Il discorso su come l’arte influenzi l’arte è discorso antico e vede fazioni varie prendere le parti di quella o quell’altra arte, riconoscendo una scala di importanza che è ben lontana da essere provata.
Un esempio di quanto un’arte possa dare all’altra è stato dato alla Montclair State University in occasione dello spettacolo Rocco presentato al Kasser Theater, importante teatro che offre un programma dedicato al meglio della produzione contemporanea teatrale mondiale. Rocco, creato da Emio Greco e Pieter C. Scholten è stato ispirato dal capolavoro cinematografico di Luchino Visconti Rocco e i suoi fratelli. Chi scrive ritiene che il film di Visconti sia uno dei grandi capolavori della cinematografia mondiale di tutti i tempi, dunque è chiaro che ero particolarmente incuriosita da quello che Rocco aveva preso e riportato in una coreografia.
Conoscendo il film quasi alla perfezione, mi chiedevo se avessero puntato alla figura di Rocco o ai suoi fratelli, se le atmosfere di una Milano nebbiosa e difficile sarebbe stata colta oppure se la figura della madre, di grandezza tragica, sarebbe stata al centro della coreografia. Con mia grande sorpresa, Greco è partito da tutt’altro punto di vista. Il coreografo ha, infatti, parlato di corpi, di coreografie della boxe, di piccoli passi fatti di fretta per evitare l’avversario, di due energie che si incontrano, si scrutano, si combattono. Ha sottolineato l’uso della luce nel ring creato per la sua coreografia, una luce che prima sfiora e poi diventa più piena, ma mai accecante.
Il progetto è partito dal film, visto che Scholten stava, con la sua compagnia, creando uno spettacolo che portava in scena proprio la storia del film di Visconti. Avendo chiamato Greco a collaborare ai movimenti, il coreografo italiano, ormai molto più parigino per lavoro, ha iniziato a pensare ad una coreografia staccata dalla versione teatrale. Così è nato Rocco.
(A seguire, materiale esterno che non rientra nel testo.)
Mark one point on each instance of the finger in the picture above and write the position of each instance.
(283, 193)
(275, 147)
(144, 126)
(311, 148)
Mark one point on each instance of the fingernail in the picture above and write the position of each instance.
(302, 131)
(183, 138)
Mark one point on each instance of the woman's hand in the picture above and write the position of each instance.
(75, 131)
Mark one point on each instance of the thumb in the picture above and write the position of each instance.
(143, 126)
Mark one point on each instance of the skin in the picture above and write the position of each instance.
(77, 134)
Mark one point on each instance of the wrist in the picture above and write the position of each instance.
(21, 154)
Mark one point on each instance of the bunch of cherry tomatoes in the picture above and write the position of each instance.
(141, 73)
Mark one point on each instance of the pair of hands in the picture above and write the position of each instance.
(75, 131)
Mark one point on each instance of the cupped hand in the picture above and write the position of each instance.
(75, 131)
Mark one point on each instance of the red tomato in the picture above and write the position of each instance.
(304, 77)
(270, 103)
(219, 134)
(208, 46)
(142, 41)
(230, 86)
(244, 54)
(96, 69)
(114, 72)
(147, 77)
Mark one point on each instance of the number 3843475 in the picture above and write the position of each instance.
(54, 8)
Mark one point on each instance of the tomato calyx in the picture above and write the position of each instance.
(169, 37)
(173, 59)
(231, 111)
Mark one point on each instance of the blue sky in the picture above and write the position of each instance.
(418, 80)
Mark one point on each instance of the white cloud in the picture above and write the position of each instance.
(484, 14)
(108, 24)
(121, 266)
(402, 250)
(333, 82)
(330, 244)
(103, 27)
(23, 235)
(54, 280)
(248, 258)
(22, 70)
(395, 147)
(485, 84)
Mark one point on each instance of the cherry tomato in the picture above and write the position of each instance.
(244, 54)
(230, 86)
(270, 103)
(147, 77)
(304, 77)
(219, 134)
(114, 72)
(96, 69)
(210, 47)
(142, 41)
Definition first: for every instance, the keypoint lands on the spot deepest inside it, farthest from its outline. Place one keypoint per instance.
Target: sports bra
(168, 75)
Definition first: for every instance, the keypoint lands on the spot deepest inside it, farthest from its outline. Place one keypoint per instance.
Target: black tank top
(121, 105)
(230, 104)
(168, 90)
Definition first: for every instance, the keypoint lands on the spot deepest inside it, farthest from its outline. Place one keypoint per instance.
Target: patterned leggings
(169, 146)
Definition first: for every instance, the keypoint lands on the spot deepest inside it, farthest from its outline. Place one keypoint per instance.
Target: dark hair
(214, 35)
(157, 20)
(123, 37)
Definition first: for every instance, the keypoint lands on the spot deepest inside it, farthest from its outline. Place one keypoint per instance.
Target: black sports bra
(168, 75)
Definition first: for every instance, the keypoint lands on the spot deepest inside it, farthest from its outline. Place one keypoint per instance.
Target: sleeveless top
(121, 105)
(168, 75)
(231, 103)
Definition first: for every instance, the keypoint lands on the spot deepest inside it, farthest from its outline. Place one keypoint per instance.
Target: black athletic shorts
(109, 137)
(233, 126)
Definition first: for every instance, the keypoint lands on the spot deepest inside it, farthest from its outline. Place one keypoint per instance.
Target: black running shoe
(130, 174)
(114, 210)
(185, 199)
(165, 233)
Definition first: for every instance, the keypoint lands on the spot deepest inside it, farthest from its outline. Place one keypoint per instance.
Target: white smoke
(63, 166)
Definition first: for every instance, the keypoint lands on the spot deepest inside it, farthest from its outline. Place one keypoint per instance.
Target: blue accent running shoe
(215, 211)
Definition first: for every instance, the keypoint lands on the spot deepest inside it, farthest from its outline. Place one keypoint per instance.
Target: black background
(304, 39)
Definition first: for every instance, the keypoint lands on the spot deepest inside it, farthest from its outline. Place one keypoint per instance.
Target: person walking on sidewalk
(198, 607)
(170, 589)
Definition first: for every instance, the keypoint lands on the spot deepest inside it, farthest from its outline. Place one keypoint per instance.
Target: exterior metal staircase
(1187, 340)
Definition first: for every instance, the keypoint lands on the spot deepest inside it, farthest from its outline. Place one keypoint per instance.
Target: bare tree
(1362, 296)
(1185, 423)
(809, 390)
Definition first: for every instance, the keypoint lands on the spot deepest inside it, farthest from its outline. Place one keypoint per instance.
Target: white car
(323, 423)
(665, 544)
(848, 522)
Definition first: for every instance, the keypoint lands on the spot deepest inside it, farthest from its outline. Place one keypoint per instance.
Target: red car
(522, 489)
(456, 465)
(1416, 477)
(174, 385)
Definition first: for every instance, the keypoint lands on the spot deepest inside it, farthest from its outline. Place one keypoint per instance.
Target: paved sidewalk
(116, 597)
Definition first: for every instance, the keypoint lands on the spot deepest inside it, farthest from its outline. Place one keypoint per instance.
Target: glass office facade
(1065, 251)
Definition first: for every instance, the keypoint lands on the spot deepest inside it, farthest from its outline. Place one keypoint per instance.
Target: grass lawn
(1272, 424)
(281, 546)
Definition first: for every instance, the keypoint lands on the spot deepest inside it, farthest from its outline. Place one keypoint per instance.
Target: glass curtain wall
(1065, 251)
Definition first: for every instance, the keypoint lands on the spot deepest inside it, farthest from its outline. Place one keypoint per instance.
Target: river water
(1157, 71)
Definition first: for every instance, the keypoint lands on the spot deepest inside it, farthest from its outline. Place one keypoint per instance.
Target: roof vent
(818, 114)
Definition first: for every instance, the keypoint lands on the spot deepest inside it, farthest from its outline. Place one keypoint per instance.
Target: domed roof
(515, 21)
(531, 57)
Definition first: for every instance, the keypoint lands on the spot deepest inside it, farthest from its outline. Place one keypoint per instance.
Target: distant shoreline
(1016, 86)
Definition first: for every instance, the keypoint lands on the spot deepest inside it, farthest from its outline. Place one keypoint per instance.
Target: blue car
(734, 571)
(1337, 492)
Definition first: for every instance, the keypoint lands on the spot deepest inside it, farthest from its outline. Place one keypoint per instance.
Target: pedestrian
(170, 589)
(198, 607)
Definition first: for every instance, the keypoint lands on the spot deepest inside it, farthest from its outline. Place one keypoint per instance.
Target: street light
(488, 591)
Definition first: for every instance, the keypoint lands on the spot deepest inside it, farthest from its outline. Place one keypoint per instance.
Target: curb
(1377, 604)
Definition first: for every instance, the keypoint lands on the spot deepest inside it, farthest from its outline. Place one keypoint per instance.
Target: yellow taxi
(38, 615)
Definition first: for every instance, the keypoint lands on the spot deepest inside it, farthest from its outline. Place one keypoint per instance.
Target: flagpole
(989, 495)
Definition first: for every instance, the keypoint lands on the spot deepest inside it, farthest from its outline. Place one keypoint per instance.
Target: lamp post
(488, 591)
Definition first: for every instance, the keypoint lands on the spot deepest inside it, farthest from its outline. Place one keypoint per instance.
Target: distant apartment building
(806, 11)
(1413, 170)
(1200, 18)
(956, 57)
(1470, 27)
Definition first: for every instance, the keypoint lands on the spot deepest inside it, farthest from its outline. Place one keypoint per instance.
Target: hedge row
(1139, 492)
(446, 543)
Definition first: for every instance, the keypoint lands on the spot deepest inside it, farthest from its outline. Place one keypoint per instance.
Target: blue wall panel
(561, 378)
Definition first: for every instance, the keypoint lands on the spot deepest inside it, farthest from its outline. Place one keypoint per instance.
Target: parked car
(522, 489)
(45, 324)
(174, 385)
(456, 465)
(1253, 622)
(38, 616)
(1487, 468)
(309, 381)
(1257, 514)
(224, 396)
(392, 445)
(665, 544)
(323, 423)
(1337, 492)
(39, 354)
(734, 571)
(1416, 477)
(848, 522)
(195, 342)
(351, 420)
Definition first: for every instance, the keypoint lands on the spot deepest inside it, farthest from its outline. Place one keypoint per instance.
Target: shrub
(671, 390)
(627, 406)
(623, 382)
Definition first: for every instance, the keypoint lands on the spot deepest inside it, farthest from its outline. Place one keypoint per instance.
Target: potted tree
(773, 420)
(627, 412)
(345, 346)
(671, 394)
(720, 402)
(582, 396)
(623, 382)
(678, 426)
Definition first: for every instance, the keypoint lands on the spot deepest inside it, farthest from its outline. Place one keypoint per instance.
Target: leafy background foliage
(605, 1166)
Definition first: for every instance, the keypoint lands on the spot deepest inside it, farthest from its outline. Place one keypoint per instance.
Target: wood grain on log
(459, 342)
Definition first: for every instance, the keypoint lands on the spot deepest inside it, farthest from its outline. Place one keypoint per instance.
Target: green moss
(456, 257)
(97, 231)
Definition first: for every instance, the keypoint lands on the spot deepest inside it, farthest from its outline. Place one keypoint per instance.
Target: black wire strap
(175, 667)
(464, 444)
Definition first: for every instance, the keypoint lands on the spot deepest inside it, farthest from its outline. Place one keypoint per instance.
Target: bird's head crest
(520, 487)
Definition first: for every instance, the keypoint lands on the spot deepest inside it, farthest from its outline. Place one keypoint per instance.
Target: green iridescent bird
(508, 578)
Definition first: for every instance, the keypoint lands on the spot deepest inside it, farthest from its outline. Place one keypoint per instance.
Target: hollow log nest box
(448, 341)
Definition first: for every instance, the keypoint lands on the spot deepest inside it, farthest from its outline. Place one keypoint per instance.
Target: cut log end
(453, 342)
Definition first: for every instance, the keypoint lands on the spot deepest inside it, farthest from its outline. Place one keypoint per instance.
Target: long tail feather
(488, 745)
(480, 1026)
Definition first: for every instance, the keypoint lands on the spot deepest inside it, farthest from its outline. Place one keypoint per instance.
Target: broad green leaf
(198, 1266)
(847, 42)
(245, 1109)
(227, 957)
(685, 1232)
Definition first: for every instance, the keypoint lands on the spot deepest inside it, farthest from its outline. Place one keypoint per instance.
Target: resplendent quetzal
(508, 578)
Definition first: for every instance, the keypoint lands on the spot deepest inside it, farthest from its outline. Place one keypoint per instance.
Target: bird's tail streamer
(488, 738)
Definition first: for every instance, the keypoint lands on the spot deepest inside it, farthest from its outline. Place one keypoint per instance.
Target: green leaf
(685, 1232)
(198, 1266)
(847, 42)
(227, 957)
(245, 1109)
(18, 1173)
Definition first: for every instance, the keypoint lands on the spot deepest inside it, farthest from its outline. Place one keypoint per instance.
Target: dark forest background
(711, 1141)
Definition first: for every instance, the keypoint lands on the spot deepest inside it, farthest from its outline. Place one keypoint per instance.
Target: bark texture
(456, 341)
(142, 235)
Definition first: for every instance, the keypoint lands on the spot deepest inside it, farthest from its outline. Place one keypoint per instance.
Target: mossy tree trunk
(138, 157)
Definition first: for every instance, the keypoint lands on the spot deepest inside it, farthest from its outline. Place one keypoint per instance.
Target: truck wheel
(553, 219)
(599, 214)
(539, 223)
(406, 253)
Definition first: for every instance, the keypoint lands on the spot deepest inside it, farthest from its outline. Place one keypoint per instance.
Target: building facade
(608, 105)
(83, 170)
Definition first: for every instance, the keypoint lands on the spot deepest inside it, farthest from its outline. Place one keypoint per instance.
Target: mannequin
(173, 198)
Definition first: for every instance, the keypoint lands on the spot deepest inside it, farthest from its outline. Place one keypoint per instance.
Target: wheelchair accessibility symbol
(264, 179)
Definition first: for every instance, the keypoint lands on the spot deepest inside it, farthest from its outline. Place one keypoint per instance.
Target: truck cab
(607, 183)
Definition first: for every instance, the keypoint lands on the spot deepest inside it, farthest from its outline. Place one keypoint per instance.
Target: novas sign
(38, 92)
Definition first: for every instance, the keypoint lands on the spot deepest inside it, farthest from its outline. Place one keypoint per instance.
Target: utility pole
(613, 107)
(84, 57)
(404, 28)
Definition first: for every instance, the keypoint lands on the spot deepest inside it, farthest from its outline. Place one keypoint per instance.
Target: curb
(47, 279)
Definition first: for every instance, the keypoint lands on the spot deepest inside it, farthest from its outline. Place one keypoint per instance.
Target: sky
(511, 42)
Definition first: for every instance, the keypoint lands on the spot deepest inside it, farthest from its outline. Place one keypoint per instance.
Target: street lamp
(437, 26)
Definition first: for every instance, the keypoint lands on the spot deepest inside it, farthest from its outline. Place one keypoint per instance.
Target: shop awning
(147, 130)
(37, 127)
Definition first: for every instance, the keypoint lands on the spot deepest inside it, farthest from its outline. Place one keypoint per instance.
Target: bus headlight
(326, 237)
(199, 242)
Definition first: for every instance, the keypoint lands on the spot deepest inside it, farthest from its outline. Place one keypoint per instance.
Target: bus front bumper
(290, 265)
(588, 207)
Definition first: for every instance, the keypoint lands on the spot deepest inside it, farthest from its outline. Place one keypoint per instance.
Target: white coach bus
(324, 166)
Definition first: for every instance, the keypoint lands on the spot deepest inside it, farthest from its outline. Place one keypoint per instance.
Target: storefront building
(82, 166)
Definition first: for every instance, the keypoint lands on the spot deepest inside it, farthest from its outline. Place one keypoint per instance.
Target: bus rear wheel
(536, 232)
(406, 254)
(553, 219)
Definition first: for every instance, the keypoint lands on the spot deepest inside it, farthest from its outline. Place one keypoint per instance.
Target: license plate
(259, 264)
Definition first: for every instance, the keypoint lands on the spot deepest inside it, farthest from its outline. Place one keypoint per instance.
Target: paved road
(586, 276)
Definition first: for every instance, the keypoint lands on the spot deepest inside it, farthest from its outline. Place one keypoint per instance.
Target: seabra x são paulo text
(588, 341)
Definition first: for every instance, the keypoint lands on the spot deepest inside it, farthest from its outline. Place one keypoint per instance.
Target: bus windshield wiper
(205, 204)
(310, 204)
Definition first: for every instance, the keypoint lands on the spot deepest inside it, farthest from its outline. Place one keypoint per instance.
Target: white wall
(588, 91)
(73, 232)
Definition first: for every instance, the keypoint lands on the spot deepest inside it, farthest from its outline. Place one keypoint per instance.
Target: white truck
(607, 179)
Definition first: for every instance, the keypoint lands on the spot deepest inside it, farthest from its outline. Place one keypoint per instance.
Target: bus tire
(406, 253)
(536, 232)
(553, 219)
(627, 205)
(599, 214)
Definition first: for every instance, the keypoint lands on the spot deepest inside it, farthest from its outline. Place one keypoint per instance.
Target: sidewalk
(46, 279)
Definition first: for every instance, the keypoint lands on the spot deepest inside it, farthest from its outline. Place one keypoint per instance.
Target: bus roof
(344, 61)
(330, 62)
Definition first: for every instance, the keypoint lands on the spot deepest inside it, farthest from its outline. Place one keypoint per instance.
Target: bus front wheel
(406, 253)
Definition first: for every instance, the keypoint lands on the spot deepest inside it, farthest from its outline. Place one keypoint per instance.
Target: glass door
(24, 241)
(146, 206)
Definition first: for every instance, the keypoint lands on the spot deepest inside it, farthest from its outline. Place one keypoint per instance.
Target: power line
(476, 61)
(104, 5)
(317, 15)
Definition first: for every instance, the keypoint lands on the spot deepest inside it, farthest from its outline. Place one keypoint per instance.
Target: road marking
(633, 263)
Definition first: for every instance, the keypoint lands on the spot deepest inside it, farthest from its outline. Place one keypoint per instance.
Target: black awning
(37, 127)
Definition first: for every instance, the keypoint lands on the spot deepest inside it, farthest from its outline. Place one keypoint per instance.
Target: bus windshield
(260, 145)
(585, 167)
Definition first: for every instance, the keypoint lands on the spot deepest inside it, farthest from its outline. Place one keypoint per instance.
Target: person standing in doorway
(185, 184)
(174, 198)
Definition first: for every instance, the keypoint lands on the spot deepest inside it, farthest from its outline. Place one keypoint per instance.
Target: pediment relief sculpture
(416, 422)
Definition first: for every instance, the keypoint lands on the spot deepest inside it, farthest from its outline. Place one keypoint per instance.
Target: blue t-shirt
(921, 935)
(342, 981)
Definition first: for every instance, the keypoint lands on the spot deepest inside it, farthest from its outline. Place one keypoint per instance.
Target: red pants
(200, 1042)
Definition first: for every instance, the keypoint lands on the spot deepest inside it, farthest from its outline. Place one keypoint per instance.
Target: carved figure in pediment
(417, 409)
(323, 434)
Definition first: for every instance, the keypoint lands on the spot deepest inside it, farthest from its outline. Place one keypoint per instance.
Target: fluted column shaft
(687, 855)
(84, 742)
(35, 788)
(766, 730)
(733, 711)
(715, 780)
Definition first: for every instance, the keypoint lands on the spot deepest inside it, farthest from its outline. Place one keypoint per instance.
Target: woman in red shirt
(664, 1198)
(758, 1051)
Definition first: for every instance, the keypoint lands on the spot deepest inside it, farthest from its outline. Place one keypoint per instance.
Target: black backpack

Il dibattito moderato da Teresa Fiore all’Inserra Chair.
Per qualcuno, come me, che conosce perfettamente il film, la chiacchierata a cui ho assistito dopo la performance ha dato molto, facendomi pensare ulteriormente proprio alla costruzione del film e al significato che forse persino lo stesso Visconti aveva voluto dare nel fare Rocco un campione della boxe e non di un altro sport. I corpi che combattono, entrando e uscendo dalla luce, essendo prima corpi calmi e poi in lotta uno con l’altro, rendono perfettamente il rapporto dei fratelli fra di loro e all’interno di una città che li trasforma, li sconquassa in certi casi, li distrugge o li fa rinascere. Teresa Fiore, dell’Inserra Chair in Italian and Italian American Studies del Department of Spanish and Italian, ha moderato il dibattito cercando di indagare quanto il film e la coreografia avessero in comune o comunque quale fosse il filo che li legava. Alternando spezzoni del film, fra cui il celeberrimo pezzo sul Duomo di Milano, a momenti della coreografia, la Fiore è riuscita a portare il pubblico attraverso le due versioni di Rocco, mostrandole come una cosa sola. Il plauso va a lei, a coloro che hanno contribuito a creare la serata (l’Office of Arts and Cultural Programming e l’ICKmasterdam) e ovviamente agli artisti, non tanto perché hanno proposto qualcosa di piacevole, ma soprattutto perché attraverso un evento simile hanno dimostrato che l’incontro fra le arti crea altra arte e ci spinge davvero ad allargare i nostri punti di vista e a sentire con modalità nuove che rischiano – e che bello! – di trasformarci in meglio.